Enhanced Therapeutic Efficacy of iRGD-Conjugated Crosslinked Multilayer Liposomes for Drug Delivery

1Mork Family Department of Chemical Engineering and Materials Science, University of Southern California, 3710 McClintock Avenue, RTH509, Los Angeles, CA 90089, USA
2Department of Biochemistry and Molecular Biology, University of Southern California, Los Angeles, CA 90033, USA
3Division of Medical Oncology, Norris Comprehensive Cancer Center, Keck School of Medicine, University of Southern California, Los Angeles, CA 90089, USA
4Department of Biomedical Engineering, University of Southern California, Los Angeles, CA 90089, USA
5Department of Pharmacology and Pharmaceutical Sciences, University of Southern California, Los Angeles, CA 90089, USA

Received 26 December 2012; Revised 6 March 2013; Accepted 18 March 2013

Academic Editor: Claudete J. Valduga

Copyright © 2013 Yarong Liu et al. This is an open access article distributed under the Creative Commons Attribution License, which permits unrestricted use, distribution, and reproduction in any medium, provided the original work is properly cited.

Abstract

Targeting nanoparticles by conjugating various specific ligands has shown potential therapeutic efficacy in nanomedicine. However, poor penetration of antitumor drugs into solid tumors remains a major obstacle.
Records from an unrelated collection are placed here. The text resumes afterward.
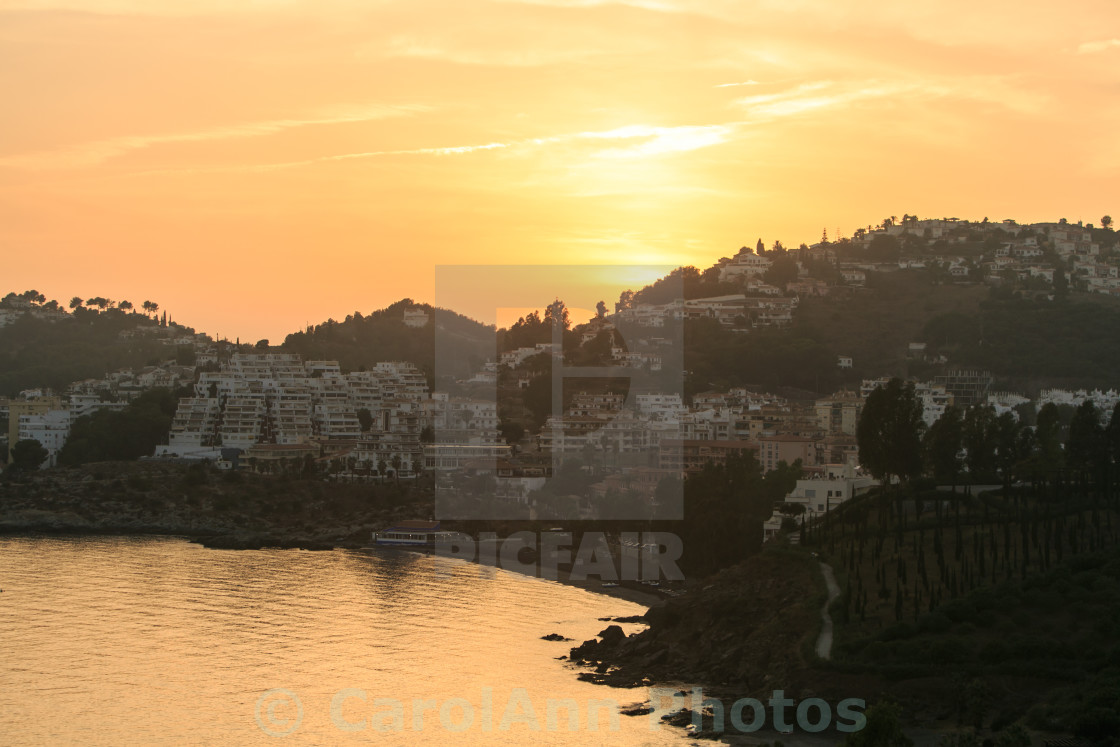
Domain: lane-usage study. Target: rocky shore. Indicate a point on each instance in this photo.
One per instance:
(745, 633)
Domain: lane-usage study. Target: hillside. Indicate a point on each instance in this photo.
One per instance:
(365, 339)
(53, 353)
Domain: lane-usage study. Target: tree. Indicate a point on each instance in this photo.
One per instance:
(1048, 446)
(883, 728)
(889, 431)
(980, 440)
(1112, 433)
(28, 455)
(1009, 451)
(557, 313)
(1086, 447)
(942, 445)
(782, 271)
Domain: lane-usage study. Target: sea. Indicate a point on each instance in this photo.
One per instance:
(158, 641)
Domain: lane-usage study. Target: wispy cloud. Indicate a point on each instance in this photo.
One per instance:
(1094, 47)
(92, 153)
(663, 140)
(653, 141)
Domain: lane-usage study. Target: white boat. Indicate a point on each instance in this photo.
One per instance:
(413, 533)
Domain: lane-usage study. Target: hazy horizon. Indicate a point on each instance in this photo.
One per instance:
(337, 152)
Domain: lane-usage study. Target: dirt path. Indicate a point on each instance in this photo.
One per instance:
(824, 642)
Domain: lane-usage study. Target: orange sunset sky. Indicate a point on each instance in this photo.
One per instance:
(255, 165)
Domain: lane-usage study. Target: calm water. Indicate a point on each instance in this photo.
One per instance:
(158, 641)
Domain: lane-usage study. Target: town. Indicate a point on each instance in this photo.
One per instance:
(266, 410)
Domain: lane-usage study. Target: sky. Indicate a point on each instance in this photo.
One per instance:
(258, 165)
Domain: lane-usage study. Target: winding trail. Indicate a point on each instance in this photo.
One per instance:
(824, 641)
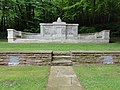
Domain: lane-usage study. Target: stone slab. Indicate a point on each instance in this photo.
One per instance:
(63, 78)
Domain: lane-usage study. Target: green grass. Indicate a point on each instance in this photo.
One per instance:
(23, 77)
(99, 77)
(4, 46)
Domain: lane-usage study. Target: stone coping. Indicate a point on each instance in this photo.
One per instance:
(78, 51)
(52, 51)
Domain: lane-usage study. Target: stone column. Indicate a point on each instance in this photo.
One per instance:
(11, 35)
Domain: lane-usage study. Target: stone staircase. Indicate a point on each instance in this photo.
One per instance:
(61, 59)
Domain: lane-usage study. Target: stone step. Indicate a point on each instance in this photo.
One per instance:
(61, 53)
(62, 63)
(61, 58)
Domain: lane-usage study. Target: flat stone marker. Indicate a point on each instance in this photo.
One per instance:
(63, 78)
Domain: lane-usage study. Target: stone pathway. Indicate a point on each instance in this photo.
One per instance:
(63, 78)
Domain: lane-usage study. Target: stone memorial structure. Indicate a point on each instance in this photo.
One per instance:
(57, 32)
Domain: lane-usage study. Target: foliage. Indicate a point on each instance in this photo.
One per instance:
(23, 78)
(98, 77)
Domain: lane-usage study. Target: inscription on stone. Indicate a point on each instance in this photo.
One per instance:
(13, 60)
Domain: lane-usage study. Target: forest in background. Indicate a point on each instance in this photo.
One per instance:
(91, 15)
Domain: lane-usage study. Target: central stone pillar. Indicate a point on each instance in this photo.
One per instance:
(59, 30)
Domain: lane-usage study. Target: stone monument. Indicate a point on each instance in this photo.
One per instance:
(57, 32)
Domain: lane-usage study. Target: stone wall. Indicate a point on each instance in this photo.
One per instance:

Here, we describe a targeting strategy for antitumor drug delivery by conjugating a crosslinked multilamellar liposomal vesicle (cMLV) formulation with a tumor-penetrating peptide, iRGD. The results showed that iRGD peptides could facilitate the binding and cellular uptake of drug-loaded cMLVs and consequently enhance the antitumor efficacy in breast tumor cells, including multidrug-resistant cells. Moreover, colocalization data revealed that iRGD-conjugated cMLVs (iRGD-cMLVs) entered cells via the clathrin-mediated pathway, followed by endosome-lysosome transport for efficient drug delivery. Finally, in vivo study indicated that iRGD-cMLVs could deliver anticancer drugs efficiently to mediate significant tumor suppression.